Kernel Copy vs. cudaMemcpy

I have begun diving into the world of pinned memory and have discovered some shocking stuff that I don’t quite understand.

Using my laptop (with PCI 3.0 x16), my GPU has the following speeds for the following test scenarios:

Non-Pinned cudaMemcpy: 4600MB/s

Pinned cudaMemcpy: 9700MB/s

Pinned Kernel Copy: 13300MB/s

The kernel copy refers to a kernel which copies elements from a source to a destination… I can post all the code but I’m not really sure it is necessary; the kernel is just copying memory in a coalesced manner.

My confusion comes from the fact that a simple kernel copy outperforms a standard cuda call. I would assume cudaMemcpy to outperform my kernel copy or at least do equally as well; not be 25% slower.

Is cudaMemcpy not optimized for copy speeds? Is there some power of using memcpy instead of a kernel copy? Or is it more likely that my code is doing something faulty / my timing is off?

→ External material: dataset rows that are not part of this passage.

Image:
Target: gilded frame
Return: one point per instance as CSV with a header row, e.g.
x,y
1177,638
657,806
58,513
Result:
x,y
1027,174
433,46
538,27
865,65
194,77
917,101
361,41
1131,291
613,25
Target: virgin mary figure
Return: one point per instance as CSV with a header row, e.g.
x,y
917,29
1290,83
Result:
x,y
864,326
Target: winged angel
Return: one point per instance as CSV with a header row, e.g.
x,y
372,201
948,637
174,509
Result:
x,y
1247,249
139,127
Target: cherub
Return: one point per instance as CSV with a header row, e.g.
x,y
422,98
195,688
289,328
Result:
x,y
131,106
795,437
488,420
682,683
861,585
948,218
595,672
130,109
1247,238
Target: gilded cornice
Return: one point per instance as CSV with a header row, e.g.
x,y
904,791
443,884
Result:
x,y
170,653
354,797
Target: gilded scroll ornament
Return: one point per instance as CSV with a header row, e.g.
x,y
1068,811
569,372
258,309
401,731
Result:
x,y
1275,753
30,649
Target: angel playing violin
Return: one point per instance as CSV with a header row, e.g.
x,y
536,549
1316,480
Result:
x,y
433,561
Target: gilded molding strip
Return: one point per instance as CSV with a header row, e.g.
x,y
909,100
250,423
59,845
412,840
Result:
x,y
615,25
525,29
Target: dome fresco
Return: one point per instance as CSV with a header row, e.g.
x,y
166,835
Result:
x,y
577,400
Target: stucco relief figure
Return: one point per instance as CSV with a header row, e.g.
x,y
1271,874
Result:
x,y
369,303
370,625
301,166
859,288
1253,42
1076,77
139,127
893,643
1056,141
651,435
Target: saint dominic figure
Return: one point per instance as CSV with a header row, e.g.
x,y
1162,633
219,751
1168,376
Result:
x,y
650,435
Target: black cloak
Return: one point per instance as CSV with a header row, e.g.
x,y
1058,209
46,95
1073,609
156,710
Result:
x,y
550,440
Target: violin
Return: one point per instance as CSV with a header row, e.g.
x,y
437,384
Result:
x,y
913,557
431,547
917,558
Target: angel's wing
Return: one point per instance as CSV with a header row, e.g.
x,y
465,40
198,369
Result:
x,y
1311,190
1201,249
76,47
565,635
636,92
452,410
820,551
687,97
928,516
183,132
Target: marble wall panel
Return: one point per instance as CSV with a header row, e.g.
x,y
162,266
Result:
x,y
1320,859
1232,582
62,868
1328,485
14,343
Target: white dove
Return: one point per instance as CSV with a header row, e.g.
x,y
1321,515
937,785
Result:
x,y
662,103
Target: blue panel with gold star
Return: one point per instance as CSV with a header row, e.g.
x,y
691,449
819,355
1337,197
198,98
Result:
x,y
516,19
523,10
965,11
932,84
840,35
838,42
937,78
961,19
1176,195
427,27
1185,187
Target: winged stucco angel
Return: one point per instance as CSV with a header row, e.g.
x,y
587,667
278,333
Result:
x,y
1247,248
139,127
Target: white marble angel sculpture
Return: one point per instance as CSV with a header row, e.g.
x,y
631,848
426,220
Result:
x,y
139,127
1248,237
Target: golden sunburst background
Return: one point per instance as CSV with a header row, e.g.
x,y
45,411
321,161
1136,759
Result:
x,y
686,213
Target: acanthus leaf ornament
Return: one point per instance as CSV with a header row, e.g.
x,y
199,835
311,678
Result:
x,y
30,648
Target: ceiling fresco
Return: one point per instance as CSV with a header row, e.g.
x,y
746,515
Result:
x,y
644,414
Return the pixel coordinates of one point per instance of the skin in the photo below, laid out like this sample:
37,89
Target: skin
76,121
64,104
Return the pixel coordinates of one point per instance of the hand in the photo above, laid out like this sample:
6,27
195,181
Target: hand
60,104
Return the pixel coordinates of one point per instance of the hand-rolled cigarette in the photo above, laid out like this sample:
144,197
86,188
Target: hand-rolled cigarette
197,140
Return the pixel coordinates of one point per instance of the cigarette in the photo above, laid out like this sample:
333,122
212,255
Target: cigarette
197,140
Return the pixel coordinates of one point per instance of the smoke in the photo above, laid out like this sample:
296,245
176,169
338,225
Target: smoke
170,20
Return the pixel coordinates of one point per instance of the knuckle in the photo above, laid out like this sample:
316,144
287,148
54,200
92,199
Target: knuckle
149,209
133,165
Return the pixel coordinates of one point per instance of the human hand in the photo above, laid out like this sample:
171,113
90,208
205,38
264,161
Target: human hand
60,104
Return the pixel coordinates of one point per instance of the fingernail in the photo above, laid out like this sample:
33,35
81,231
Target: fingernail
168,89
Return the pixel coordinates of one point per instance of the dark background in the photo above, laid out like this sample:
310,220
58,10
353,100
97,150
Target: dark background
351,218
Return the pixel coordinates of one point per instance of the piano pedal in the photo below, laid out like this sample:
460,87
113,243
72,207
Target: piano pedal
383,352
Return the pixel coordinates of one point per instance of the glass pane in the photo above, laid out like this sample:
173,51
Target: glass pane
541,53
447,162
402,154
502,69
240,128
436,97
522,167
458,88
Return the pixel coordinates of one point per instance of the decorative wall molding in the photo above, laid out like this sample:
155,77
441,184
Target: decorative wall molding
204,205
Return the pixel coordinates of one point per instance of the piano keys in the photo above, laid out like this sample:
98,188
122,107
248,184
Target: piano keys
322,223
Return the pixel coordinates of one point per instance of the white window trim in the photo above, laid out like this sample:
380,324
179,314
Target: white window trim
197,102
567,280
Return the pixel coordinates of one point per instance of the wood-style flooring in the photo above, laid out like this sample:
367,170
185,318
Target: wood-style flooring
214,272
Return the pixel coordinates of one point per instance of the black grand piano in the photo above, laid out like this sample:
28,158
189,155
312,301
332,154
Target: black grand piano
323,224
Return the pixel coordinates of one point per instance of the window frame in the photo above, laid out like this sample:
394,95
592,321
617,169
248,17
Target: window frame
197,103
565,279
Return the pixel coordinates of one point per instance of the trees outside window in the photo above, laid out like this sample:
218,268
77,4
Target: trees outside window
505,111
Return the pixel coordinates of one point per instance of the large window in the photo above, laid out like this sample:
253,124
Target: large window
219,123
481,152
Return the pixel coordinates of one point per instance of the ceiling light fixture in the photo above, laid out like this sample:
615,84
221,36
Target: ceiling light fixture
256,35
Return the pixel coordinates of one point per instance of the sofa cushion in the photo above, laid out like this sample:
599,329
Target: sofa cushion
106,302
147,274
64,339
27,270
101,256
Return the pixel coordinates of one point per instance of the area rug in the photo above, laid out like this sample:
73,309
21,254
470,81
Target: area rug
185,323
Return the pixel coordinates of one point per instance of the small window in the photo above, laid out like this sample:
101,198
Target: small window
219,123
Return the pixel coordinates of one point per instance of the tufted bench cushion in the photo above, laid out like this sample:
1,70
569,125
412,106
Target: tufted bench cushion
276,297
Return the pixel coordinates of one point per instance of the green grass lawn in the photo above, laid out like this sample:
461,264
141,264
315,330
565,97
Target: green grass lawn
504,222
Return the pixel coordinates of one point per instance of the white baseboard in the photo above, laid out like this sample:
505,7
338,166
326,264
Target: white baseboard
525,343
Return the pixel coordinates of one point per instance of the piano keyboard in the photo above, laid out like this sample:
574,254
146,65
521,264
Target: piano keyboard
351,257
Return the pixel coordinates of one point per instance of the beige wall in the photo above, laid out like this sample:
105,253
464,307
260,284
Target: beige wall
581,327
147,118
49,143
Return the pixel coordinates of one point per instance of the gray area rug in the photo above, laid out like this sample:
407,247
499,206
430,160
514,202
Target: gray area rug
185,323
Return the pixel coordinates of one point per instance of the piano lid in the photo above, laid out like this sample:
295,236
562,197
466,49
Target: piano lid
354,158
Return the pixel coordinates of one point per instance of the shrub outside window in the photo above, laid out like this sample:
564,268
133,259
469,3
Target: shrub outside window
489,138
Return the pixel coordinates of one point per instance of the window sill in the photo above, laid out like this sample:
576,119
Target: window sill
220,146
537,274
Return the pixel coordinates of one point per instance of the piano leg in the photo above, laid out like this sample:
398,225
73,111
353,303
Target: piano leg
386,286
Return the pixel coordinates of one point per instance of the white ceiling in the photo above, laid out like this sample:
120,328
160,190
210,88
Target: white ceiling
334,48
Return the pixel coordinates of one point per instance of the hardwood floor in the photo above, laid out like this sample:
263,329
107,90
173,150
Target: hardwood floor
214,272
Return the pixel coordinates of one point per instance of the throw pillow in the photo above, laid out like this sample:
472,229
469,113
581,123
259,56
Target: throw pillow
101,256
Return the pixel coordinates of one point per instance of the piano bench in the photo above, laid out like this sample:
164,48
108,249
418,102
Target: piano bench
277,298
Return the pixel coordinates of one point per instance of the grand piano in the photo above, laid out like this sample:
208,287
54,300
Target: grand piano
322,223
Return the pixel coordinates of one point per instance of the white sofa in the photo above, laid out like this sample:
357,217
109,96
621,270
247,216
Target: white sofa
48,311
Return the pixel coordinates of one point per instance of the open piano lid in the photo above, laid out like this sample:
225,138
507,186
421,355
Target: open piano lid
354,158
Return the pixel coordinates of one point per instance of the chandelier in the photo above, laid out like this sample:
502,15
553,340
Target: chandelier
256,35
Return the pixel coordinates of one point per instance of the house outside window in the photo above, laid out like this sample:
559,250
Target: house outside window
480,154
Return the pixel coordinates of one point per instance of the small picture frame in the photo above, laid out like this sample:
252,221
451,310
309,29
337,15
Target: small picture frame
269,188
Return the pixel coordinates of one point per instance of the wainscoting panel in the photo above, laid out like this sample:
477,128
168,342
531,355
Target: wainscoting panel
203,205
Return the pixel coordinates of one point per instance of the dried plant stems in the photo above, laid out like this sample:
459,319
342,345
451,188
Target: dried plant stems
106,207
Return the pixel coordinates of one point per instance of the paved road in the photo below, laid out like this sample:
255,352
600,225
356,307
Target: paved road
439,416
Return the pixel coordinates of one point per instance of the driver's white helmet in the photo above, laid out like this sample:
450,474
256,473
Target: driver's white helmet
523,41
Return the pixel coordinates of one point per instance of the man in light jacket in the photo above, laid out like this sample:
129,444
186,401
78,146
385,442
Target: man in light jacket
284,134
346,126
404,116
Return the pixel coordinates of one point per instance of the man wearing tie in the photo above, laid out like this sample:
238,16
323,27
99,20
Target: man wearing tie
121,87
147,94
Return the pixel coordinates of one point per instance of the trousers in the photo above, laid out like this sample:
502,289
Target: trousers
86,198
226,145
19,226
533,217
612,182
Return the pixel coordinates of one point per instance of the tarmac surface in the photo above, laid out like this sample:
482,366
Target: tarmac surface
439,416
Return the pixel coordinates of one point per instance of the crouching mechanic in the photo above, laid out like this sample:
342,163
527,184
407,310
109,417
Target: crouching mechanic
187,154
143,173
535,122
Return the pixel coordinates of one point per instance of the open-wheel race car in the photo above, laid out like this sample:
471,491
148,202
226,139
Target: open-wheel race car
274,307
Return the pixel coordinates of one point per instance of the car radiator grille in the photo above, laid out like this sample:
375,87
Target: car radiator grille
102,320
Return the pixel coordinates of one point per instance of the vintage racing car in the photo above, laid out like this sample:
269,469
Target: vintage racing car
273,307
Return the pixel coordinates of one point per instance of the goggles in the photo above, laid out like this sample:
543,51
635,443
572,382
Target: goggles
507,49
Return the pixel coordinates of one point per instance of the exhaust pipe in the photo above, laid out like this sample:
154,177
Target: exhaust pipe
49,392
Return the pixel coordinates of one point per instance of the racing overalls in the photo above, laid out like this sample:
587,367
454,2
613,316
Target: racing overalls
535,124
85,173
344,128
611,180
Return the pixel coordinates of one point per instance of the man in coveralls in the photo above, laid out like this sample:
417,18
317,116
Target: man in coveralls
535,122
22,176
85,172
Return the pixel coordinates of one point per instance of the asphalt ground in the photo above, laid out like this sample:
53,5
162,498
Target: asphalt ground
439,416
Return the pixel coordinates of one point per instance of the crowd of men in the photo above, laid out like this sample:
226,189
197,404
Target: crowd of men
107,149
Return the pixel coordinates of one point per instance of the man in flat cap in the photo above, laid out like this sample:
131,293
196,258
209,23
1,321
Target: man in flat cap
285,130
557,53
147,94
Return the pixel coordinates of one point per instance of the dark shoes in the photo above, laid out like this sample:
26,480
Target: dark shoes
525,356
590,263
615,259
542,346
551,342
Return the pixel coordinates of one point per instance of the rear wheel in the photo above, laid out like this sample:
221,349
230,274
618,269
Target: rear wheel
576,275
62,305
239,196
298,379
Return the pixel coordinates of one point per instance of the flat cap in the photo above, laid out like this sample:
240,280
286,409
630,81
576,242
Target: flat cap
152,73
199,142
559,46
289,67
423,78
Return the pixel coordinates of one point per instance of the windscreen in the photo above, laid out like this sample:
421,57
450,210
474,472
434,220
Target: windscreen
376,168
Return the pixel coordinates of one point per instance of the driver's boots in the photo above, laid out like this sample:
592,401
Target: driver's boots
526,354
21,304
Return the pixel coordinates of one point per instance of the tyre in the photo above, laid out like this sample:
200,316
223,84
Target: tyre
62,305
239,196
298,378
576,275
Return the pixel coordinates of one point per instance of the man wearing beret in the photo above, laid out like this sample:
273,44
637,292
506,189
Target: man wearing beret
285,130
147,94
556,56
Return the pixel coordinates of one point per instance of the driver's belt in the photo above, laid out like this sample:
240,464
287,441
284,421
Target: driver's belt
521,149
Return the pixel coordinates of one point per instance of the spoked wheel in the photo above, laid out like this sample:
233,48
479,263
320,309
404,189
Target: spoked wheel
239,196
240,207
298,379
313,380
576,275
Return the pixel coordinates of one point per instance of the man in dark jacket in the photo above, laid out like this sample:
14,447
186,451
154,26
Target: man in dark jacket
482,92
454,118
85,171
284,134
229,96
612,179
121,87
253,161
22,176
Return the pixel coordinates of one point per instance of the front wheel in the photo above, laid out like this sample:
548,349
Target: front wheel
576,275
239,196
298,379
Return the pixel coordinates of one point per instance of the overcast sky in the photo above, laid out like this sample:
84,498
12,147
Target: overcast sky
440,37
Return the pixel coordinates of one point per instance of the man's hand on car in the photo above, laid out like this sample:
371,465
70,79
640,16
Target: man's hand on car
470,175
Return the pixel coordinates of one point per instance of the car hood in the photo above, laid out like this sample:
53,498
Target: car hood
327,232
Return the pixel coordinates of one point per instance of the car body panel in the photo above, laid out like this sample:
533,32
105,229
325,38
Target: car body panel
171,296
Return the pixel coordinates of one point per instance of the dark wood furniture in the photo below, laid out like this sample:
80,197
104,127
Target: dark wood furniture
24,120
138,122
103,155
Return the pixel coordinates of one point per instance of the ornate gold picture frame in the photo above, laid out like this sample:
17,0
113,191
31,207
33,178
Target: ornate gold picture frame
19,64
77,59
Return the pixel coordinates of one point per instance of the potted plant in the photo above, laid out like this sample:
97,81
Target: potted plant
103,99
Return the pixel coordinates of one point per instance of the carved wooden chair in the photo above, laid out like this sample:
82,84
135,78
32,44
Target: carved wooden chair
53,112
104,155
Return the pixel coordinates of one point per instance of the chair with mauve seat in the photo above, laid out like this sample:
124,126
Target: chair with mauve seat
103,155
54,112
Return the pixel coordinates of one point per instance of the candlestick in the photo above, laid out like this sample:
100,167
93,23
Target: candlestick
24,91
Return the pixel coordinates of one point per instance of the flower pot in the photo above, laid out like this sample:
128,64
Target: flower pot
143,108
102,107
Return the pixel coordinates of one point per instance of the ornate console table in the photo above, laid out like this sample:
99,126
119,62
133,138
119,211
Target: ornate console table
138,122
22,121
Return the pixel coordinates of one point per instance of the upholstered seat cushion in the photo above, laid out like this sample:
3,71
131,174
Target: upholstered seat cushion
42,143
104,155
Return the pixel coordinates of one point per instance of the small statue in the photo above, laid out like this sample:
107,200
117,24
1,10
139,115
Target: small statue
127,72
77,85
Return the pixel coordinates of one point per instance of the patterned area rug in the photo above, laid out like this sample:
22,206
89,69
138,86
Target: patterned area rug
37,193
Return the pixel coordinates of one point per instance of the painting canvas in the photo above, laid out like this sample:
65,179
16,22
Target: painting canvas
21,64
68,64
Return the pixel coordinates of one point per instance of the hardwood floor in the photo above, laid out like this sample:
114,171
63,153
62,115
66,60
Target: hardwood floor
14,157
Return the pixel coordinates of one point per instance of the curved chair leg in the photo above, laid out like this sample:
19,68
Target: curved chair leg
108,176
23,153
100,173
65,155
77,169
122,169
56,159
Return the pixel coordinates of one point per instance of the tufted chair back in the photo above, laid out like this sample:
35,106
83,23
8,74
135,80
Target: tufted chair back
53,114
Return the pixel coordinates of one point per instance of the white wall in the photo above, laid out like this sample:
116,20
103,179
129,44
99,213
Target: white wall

I do know that many GPUs are capable of performing cudaMemcpy while running kernels (at the same time); is cudaMemcpy slow because it is made to be able to do this?

For at least large copies, cudaMemcpy() uses direct-memory-access (DMA) to move data two/from the GPU. Special DMA hardware allows both the CPU and GPU to continue with computations while the transfer takes place. DMA is especially efficient with pinned memory because it avoids an extra memory copy to a temporary memory buffer.

I don’t have any experience with CUDA on PCIe 3.0, but on PCIe 2.0, large DMA transfers get pretty close to peak PCIe 2.0 speeds. This doesn’t appear to be the case for you (peak should be around 15GB/s). I would have expected cudaMemcpy() to at least match your kernel’s performance.

How big are your data transfers? Small DMA copies suffer from proportionally high overheads. DMA usually beats an in-kernel approach for copies greater than about 1MB to 4MB (this is coming from my experience with PCIe 2.0). Have you tried benchmarking your system with the “bandwidthTest” CUDA sample?